En début d’année 2020, nous étions très actifs et nous donnions des cours tous les deux jours, le soir entre 22 heures et minuit, heures françaises. Les sessions allaient de « comment hacker un site web » à des défis de tests de pénétration. Nous avons été moins assidus depuis le déconfinement, mais je pense que nous allons reprendre activement à partir de novembre. Nous avons tenté d’en parler à des gouvernements et des entreprises, sans succès pour le moment.
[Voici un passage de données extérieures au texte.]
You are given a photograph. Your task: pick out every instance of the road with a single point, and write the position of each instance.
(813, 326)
Une autre communauté, Pyramid Hackers, a été créée par le Togolais Adama Assiongbon, que j’avais rencontré lors des Security Days, à Dakar. Il s’agit d’un ensemble de groupes WhatsApp regroupant près de 500 étudiants en informatique, de chercheurs en sécurité ou de hackers amateurs d’Afrique de l’Ouest mais aussi quelques personnes qui travaillent au sein de gouvernements – certains responsables de la sécurité de grandes entreprises ont été ajoutés mais ils n’ont pas encore pris le temps de voir ce que l’on y fait.

Je suis également en train de travailler avec Arnaud Aken Elion, fondateur de la société Skytech-Congo, pour lancer, d’ici la fin de l’année 2020, un événement global à Brazzaville dédié à la cybersécurité, à l’image des Assises de la sécurité, qui se déroulent chaque année à Monaco, d’abord dans la sous-région d’Afrique centrale puis, à terme, pour toute l’Afrique francophone.